Nose2Tail, 13A Flaesketorvet (0045 33935045, www.nose2tail.dk), is a basement restaurant where waste is a dirty word — as the name suggests, every bit of the animals that appear on the menu is used. Diners sit on benches and share tables with others while tucking into a wide variety of mostly pork dishes from pigs bred and reared by boss man Martin Becker Rasmussen. A big fan of Hugh Fearnley-Whittingtsall, he subscribes to the British TV chef’s ethos that any animal that ends up on a plate must have enjoyed the highest standards of care.
Relae, 41 Jaegersborggade (0045 36966609, www.restaurant-relae.dk), was last year named Copenhagen’s best new restaurant, and quite right too. Great food in a very relaxing and informal atmosphere.
Nimb Terrasse, Tivoli Gardens (0045 88700001, www.tivoli.dk), is a French-inspired bistro where you can dine inside or out. If the weather permits, grab a table on the terrace and enjoy the sights and sounds of people enjoying Tivoli’s attractions.

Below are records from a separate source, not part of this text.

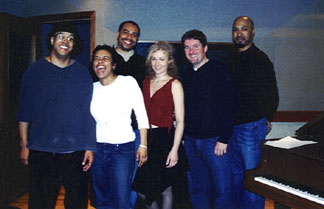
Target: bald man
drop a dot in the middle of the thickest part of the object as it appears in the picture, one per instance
(257, 103)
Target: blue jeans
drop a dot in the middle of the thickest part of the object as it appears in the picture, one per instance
(209, 176)
(46, 173)
(133, 196)
(112, 171)
(245, 145)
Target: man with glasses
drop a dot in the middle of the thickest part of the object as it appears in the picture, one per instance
(56, 128)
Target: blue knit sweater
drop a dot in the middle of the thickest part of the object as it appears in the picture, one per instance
(56, 103)
(210, 101)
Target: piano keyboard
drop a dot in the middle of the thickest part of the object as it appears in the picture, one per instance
(289, 189)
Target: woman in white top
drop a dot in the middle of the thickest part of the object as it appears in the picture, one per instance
(114, 98)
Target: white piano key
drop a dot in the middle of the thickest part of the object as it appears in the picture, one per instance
(289, 189)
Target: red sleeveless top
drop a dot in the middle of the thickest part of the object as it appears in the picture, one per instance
(159, 107)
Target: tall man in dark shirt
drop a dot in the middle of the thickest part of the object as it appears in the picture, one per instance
(128, 62)
(257, 103)
(56, 128)
(210, 106)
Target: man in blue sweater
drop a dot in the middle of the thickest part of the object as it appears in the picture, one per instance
(56, 128)
(210, 107)
(258, 100)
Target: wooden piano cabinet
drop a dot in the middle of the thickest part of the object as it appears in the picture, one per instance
(303, 165)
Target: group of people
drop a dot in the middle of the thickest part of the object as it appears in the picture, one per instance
(142, 125)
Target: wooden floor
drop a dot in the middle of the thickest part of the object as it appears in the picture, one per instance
(22, 202)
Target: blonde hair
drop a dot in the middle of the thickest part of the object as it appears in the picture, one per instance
(166, 48)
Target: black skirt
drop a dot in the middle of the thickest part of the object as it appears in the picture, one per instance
(153, 177)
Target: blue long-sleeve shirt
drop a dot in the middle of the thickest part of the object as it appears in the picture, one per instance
(210, 101)
(56, 103)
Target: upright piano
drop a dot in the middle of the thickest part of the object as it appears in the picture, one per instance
(293, 178)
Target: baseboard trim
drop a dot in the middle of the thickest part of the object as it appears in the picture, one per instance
(295, 116)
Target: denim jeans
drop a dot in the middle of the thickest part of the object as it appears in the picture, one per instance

KOD SUPPER: The trendy Kodbyens Fiskebar
DRINK
Hviids Vinstue and The Drop Inn as mentioned, plus late night cocktail bar Ruby (10 Nybrogade, www.rby.dk). The Hong Kong Bar (7 Nyhavn) is a dark dive and the regulars can get a bit boisterous, but it’s open 24 hours and has a jukebox with the craziest, most eclectic selection of music. For gay visitors, Oscar Bar & Cafe (77 Radhudspladsen, www.oscarbarcafe.dk) next to City Hall is a favourite.

SAVE MONEY
Buy a Copenhagen Card (www.visitcopenhagen.com) and, as the advertising slogan goes, see more and pay less. Available for 24, 72 or 120 hours, the cards allow free admission to 70 museums and other attractions including Tivoli Gardens (rides cost extra), free and unlimited use of public transport including the airport shuttle train and discounts in many shops and restaurants.